The great advantage of midi is the standardisation of how electronic music making tools communicate with each other  and the announcement of the new midi polyphonic expression specification (MPE) by the midi association opens the door to creating expressive controllers that will work with older technology and also newer, MPE equipped synths. 

Not convinced? Here’s the wonderful Cuckoo with the Osome by Expressive E.

Artificial intelligence and assisted composition. I’m not talking about auto-accompaniment here, or arcane software that generates music based on fixed algorithms. Instead think about software and machines that use the musical information you play in, or the rules you apply that assist you by transposing and embellishing the raw musical material. These ideas are already present in some current instruments: the probability features in sequencers such as Elektron and Arturia, the wild transformations and spot effects in Teenage Engineering’s offerings and the uber-arpeggiator that is the Conductive Labs Ndlr.

Using these tools is fun and inspiring, similar to playing with other musicians where the surprises take your music in interesting directions. As artificial intelligence develops we can imagine tools that learn our preferences or recognise the type of music being written to contribute music and stylistically relevant ideas.

The track Dancing on the Lawn was created with Ndlr which arpeggiates around the underlying chords

The drums on this track use one pattern from Teenage Engineering’s PO32, transformed and manipulated using the on board audio and sequencing effects.

Improved user interfaces. The current crop of knob encrusted hardware synths marks a welcome shift away from the menu diving synths of the eighties and nineties. 

Arguably it is software that now needs to catch up. I understand that some musicians appreciate software that looks like a piece of hardware – on a music forum I remember users requesting wooden end cheeks on graphic renderings! If musicians keep requesting such visual flummery we will miss out on the opportunities for more creative and inspiring interfaces. How about painting your own waterfall plots? Using colour shades to describe the sound? Directly drawing the amplitude profile or e.q. curve? When you can do these things directly would you still need buttons and sliders?
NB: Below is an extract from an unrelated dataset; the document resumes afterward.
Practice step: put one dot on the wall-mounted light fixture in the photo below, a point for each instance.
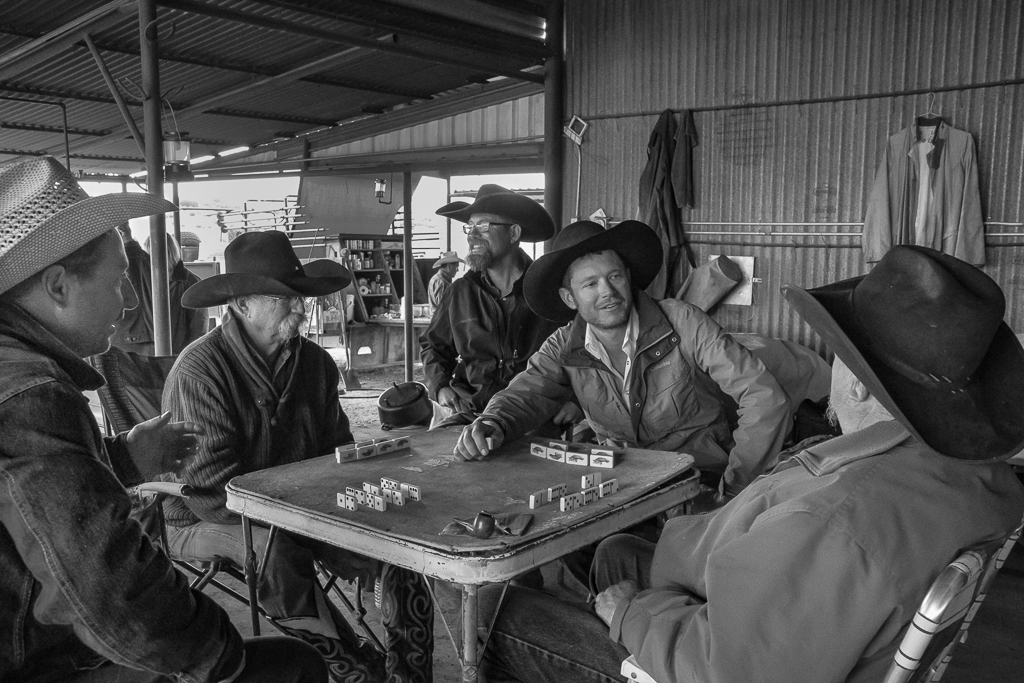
(381, 186)
(177, 155)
Possibly, yes, for fine adjustment and because they do work particularly well for tasks such as mixing. 

Pretend hardware
Less of this…

So here’s hoping we forget the wooden end cheeks and welcome graphical user interfaces that blend traditional, emulative approaches with more innovative, creative approaches.

TDR Nova EQ - great GUI
…more of this!

The small print. At the outset I suggested that the most significant developments are often  the ones that nobody predicted. Will it be someone hammering out a piece of code, an innovative use of micro-computers, or way out hardware design? Time will tell…

Raspberry Pi
The Raspberry Pi. The future that was.